Men with low literacy are nearly twice as likely as women at the same literacy level to have weekly earnings above $650. Women with low literacy are twice as likely as men at that skill level to be in the lowest earnings category of $300 a week or less. Even women with higher levels of literacy earn less than men on average—overall, women earn 77 cents for every dollar a man earns according to IWPR research.
“Women trying to support themselves and their families need to obtain even higher levels of literacy, education, and job skills in order to make the same amount of money as men,” said Jane Henrici, Ph.D., Study Director at IWPR and co-author of the fact sheet on literacy.
About one-third of American adults have low levels of literacy (36.4 percent of men and 33.3 percent of women). Basic adult education, remedial and bridge programs, and other methods that help Americans can help to advance the nation’s workforce and to enable workers to earn sustaining wages.

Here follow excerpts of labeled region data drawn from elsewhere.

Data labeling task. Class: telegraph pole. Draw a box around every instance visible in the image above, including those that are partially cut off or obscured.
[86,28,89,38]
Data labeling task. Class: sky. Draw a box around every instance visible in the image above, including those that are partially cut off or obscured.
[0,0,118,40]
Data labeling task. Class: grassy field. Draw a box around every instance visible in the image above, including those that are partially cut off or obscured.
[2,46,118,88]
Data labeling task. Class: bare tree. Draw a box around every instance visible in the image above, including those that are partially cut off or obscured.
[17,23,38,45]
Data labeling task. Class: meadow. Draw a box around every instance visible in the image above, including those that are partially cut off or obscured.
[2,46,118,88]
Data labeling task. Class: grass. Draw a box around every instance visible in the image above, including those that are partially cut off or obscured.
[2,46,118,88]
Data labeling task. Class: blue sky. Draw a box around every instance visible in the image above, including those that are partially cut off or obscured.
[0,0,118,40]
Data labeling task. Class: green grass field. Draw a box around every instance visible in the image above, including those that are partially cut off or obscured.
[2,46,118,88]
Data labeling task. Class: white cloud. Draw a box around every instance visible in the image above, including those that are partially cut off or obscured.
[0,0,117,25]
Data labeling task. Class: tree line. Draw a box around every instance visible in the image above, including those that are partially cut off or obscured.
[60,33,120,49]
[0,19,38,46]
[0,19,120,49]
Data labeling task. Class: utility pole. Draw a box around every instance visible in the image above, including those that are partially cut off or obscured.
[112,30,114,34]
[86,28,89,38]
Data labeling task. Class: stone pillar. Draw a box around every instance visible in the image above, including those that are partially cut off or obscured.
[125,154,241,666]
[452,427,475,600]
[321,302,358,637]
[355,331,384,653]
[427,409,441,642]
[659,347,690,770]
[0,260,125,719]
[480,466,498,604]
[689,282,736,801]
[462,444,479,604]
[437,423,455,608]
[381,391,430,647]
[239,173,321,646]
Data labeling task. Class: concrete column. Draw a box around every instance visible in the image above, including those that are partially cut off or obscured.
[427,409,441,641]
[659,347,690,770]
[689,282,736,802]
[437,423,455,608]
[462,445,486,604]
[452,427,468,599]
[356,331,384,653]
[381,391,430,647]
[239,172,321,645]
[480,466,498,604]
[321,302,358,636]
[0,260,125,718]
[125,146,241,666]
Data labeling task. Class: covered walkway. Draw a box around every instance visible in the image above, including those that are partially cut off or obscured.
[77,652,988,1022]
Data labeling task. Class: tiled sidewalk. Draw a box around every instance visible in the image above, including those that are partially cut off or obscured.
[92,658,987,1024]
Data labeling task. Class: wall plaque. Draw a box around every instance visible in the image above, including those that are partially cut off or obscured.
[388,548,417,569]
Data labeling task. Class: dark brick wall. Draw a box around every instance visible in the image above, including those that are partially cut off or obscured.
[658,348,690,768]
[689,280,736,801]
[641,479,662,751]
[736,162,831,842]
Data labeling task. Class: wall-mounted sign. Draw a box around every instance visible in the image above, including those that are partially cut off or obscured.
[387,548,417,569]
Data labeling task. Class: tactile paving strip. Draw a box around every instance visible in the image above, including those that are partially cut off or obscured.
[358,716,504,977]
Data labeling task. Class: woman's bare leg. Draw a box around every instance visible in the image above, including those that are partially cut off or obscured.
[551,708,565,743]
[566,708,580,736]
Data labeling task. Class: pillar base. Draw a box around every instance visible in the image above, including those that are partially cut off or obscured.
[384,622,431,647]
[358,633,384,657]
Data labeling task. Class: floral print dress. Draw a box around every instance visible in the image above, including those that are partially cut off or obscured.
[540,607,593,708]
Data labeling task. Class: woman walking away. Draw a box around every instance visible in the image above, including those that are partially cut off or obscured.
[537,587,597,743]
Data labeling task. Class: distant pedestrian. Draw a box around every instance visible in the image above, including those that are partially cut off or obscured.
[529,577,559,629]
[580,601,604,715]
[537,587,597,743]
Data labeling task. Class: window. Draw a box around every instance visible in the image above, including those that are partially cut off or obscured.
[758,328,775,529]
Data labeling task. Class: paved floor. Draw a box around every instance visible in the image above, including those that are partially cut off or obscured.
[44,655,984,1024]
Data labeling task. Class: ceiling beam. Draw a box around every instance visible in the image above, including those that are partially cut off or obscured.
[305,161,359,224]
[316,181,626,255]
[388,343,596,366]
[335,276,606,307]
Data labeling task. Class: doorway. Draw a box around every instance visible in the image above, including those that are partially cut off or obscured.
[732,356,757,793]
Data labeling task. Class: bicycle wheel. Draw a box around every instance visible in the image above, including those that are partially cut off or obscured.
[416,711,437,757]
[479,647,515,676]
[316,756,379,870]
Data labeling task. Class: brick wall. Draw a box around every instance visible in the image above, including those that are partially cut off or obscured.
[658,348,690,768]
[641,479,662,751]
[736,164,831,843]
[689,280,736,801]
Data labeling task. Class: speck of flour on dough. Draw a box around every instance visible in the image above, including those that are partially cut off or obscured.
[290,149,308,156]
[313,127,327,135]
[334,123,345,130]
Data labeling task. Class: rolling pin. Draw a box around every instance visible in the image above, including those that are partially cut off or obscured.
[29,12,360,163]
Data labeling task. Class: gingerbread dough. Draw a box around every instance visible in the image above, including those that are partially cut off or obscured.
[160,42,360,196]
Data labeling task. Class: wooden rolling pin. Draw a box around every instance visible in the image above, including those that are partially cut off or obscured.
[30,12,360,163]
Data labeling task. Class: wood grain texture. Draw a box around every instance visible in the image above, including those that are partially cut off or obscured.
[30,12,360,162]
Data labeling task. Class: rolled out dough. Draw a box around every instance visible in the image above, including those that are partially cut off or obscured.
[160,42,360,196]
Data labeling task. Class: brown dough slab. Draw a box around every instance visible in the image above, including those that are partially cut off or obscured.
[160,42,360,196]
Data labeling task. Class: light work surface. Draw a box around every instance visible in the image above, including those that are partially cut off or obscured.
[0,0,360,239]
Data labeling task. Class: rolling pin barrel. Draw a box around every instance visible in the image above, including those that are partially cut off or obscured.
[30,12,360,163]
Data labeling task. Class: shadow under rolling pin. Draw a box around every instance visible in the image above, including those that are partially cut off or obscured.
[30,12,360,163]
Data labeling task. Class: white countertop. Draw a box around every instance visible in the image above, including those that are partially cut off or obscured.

“Low literacy doesn’t discriminate—both men and women need programs like adult and basic education to help them gain the skills that lead to family-sustaining wages—but the gender wage gap means that women start a step behind,” said Kevin Miller, Ph.D., Senior Research Associate at IWPR and co-author of the fact sheet.
About the Institute for Women's Policy Research
IWPR conducts rigorous research and disseminates its findings to address the needs of women and their families, promote public dialogue, and strengthen communities and societies. IWPR is a 501(c)(3) tax-exempt organization that also works in affiliation with the women's studies and public policy programs at The George Washington University.